I think that this is a good list for now. If you are interested in more, here is a decent place to start. Alternatively, come back to my blog in a week or so! I will plan on proving some more results from this area, starting with the Catalan result in the second bullet point above.

## On the geometric mean of the binomial coefficients

Today we prove a remarkable asymptotic result regarding the binomial coefficients. Namely, let $G_n=\left(\prod_{k=1}^n\binom{n}{k}\right)^{\tfrac{1}{n+1}}$. We will show

$\displaystyle \lim_{n\to\infty}G_n^{\frac{1}{n}}=\sqrt{e}.$

Before getting to the proof, I should say that this is most definitely not my creation; I believe the first publication of this proof may be credited to Polya (but I am not sure). In any case, I was shown this proof at MSU in my Putnam training seminar. It was presented by Dr. Ignacio Uriarte-Tuero. Any unintended errors introduced are mine alone.

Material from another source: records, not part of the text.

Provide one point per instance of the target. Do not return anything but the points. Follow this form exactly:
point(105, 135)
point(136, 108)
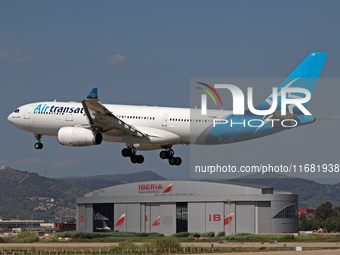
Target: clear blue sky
point(144, 53)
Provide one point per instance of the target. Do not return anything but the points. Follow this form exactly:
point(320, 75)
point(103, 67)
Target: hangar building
point(170, 207)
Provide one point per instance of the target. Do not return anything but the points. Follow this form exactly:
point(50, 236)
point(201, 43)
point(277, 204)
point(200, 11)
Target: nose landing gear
point(131, 152)
point(38, 145)
point(168, 153)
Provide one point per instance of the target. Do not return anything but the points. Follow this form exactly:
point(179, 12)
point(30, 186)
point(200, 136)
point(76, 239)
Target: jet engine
point(77, 136)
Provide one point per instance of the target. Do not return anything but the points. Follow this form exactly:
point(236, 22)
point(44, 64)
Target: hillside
point(24, 194)
point(102, 181)
point(311, 194)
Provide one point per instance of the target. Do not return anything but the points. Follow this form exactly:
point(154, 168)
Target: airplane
point(160, 128)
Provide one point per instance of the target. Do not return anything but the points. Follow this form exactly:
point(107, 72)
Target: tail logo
point(157, 221)
point(168, 189)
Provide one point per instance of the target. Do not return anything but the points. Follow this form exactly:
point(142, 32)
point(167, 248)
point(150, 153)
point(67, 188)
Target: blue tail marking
point(304, 76)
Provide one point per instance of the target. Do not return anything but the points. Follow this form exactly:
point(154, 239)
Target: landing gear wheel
point(172, 161)
point(134, 159)
point(126, 152)
point(164, 154)
point(140, 159)
point(178, 161)
point(38, 146)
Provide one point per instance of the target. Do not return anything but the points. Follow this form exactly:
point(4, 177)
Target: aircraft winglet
point(93, 94)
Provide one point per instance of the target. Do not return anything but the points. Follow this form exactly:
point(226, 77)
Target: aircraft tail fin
point(304, 76)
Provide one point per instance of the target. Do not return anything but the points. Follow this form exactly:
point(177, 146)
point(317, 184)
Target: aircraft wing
point(101, 119)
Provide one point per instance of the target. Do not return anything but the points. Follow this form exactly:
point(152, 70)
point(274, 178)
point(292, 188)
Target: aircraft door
point(165, 120)
point(69, 117)
point(28, 112)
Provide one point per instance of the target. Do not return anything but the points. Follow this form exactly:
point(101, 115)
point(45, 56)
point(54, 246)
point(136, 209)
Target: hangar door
point(102, 217)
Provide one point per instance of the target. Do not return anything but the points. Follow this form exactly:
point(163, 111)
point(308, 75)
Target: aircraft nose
point(9, 118)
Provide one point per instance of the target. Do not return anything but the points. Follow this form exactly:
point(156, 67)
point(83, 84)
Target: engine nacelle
point(77, 136)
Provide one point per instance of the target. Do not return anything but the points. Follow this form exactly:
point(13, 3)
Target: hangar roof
point(167, 187)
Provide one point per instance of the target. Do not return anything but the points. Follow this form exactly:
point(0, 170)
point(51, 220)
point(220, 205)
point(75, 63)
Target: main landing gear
point(168, 153)
point(131, 152)
point(38, 145)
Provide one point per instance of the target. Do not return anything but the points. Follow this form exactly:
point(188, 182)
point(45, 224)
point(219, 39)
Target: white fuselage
point(165, 125)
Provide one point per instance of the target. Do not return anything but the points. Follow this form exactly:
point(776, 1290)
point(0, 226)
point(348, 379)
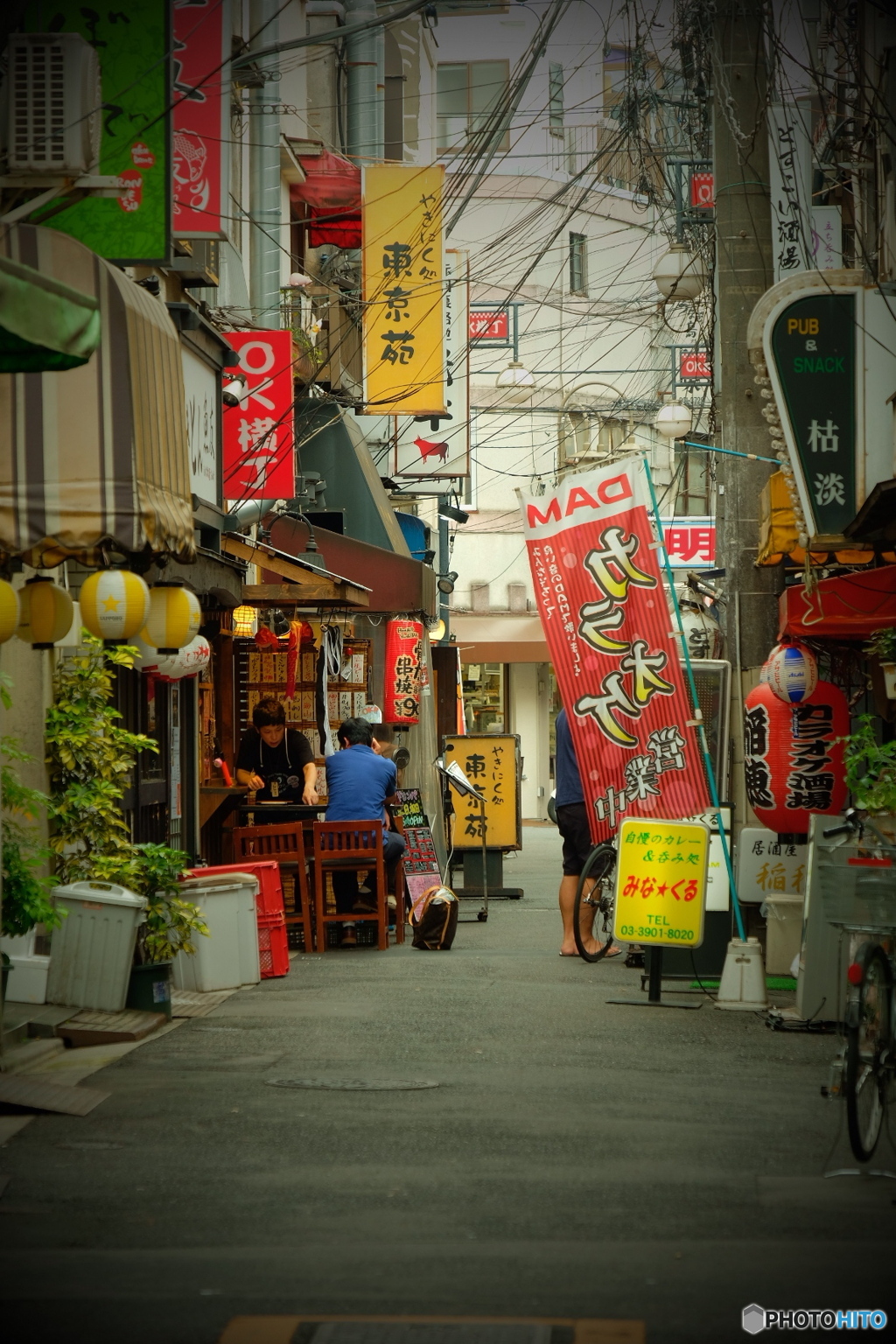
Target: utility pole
point(745, 270)
point(263, 171)
point(364, 54)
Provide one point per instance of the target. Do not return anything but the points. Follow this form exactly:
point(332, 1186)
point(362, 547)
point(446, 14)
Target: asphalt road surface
point(577, 1158)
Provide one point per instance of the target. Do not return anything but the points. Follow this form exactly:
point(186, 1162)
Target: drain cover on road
point(351, 1083)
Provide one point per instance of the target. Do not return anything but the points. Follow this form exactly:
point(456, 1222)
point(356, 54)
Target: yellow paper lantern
point(243, 622)
point(173, 619)
point(10, 613)
point(46, 612)
point(115, 605)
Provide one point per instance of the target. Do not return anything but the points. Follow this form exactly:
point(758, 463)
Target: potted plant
point(25, 887)
point(871, 774)
point(90, 760)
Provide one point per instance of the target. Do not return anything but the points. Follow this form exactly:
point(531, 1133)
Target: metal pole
point(364, 117)
point(444, 561)
point(263, 172)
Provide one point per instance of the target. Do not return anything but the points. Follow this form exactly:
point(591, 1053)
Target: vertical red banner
point(258, 434)
point(403, 659)
point(200, 117)
point(607, 626)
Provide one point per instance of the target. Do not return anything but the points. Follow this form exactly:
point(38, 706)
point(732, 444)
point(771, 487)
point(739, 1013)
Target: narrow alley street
point(575, 1160)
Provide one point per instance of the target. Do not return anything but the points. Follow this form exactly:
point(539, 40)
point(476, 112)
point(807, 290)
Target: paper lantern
point(245, 619)
point(115, 605)
point(46, 613)
point(10, 612)
point(173, 617)
point(402, 680)
point(794, 757)
point(173, 667)
point(793, 672)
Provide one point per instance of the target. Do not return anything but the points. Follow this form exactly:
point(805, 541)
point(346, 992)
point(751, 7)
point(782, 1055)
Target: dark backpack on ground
point(436, 925)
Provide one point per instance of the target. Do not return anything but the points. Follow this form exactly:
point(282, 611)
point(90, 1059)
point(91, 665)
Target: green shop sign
point(813, 346)
point(133, 46)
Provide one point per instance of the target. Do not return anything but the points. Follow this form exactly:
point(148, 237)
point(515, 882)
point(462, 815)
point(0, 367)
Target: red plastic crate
point(270, 887)
point(273, 949)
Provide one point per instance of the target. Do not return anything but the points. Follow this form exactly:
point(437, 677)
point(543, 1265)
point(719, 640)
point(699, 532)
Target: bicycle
point(866, 903)
point(599, 869)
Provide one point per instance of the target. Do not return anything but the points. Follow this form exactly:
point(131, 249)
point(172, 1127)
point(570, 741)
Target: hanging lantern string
point(725, 452)
point(697, 714)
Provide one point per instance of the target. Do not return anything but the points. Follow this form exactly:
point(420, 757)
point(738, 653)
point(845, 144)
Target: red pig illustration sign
point(606, 622)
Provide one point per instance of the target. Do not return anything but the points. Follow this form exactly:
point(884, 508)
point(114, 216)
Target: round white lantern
point(673, 420)
point(172, 667)
point(115, 605)
point(793, 672)
point(702, 632)
point(173, 619)
point(680, 275)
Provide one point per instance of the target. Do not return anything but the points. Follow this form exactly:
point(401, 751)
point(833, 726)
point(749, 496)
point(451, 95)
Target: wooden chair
point(349, 847)
point(286, 845)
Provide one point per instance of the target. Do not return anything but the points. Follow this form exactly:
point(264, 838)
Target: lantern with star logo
point(115, 605)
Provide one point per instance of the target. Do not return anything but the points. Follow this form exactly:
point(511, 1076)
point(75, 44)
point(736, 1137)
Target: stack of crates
point(273, 950)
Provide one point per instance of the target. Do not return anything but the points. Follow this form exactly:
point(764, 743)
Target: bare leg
point(567, 906)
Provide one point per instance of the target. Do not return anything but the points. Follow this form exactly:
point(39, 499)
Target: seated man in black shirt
point(276, 761)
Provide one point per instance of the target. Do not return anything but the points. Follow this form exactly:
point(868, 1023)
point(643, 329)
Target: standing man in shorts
point(572, 822)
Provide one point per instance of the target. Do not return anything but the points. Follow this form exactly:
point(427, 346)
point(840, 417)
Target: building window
point(468, 94)
point(578, 263)
point(693, 491)
point(555, 98)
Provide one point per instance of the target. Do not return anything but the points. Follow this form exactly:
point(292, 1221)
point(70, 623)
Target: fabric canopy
point(780, 536)
point(45, 324)
point(850, 606)
point(97, 453)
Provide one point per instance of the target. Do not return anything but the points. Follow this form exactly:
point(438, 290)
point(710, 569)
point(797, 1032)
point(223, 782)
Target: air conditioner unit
point(52, 105)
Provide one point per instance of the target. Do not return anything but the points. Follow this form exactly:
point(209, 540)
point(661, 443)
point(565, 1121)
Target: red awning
point(850, 606)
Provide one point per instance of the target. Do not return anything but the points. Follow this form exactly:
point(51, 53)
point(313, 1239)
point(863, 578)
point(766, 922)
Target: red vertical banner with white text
point(260, 451)
point(403, 671)
point(606, 621)
point(200, 116)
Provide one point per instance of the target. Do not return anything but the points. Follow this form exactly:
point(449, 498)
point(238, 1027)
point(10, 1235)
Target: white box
point(228, 956)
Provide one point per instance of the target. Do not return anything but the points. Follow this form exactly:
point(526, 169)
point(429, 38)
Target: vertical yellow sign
point(403, 290)
point(662, 882)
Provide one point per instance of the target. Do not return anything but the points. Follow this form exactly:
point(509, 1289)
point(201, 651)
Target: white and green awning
point(45, 324)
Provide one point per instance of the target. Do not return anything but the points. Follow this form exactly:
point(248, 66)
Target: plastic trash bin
point(783, 932)
point(93, 949)
point(228, 957)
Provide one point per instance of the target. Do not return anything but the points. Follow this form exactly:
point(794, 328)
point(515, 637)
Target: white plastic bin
point(27, 983)
point(783, 932)
point(228, 956)
point(93, 949)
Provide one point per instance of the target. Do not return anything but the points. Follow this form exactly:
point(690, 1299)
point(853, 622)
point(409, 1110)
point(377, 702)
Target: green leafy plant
point(871, 769)
point(883, 644)
point(90, 760)
point(25, 887)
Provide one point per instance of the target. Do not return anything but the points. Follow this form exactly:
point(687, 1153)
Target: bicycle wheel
point(868, 1045)
point(592, 909)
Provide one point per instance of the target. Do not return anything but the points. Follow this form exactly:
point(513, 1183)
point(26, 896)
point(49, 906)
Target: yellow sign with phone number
point(662, 882)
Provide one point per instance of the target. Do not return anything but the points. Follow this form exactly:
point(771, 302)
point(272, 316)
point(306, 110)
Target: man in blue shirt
point(358, 784)
point(572, 824)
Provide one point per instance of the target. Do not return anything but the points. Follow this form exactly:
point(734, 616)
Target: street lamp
point(675, 420)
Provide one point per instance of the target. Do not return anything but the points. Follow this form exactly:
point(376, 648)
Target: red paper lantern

To start, we use the definition of $\binom{n}{k}$ to write

\begin{aligned} G_n^{n+1}&=\prod_{k=1}^n\binom{n}{k}\\&=\frac{(n!)^{n+1}}{\prod_{k=1}^n(k!)^2}\end{aligned}

Now for $1\leq j\leq n$, we want to examine the power of $j$ which appears in the fraction. So, for instance, $n$ appears $n+1$ times in the numerator and twice in the denominator from $(n!)^2$, $n-1$ appears $n+1$ times in the numerator and four times in the denominator from $(n!)^2$ and $((n-1)!)^2$, etc. We get the formula

$G_n^{n+1}=\prod_{k=1}^n(n+1-k)^{n+1-2k}$

We now multiply by $1$ in a clever way. Noting that $\sum_{k=1}^n(n+1-2k)=0$ we obtain

$G_n^{n+1}=\prod_{k=1}^n(n+1-k)^{n+1-2k}=\prod_{k=1}^n\left(\frac{n+1-k}{n+1}\right)^{n+1-2k}$

as the denominator has total exponent $0$. We can now write

$G_n=\prod_{k=1}^n\left(\frac{n+1-k}{n+1}\right)^{1-\frac{2k}{n+1}}=\prod_{k=1}^n\left(1-\frac{k}{n+1}\right)^{1-\frac{2k}{n+1}}$

We want to examine $G_n^{\frac{1}{n}}$. Taking logarithms, we get

$\frac{1}{n}\ln(G_n)=\frac{1}{n} \sum_{k=1}^n(1-\frac{2k}{n+1})\ln(1-\frac{k}{n+1})$

We now recognize this expression as a Riemann sum of the function $g(x)=(1-2x)\ln(1-x)$ on the interval ${}[0,1]$. (Ok, it is not exactly a Riemann sum; we should be dividing by $n+1$, not $n$. But in the limit this will not matter.) Taking limits, it follows that

$\lim_{n\to\infty}\frac{\ln(G_n)}{n}=\lim_{n\to\infty}\frac{1}{n} \sum_{k=1}^n(1-\frac{2k}{n+1})\ln(1-\frac{k}{n+1})=\int_0^1(1-2x)\ln(1-x)dx$

Evaluating the integral is now easy via integration by parts; it turns out that

$\int_0^1(1-2x)\ln(1-x)dx=\frac{1}{2}$

and thus $\lim_{n\to\infty}\ln(G_n^{\frac{1}{n}})=\frac{1}{2}$ and $\lim_{n\to\infty} G_n^{\frac{1}{n}}=\sqrt{e}$.

And we’re done! As always, thanks for reading!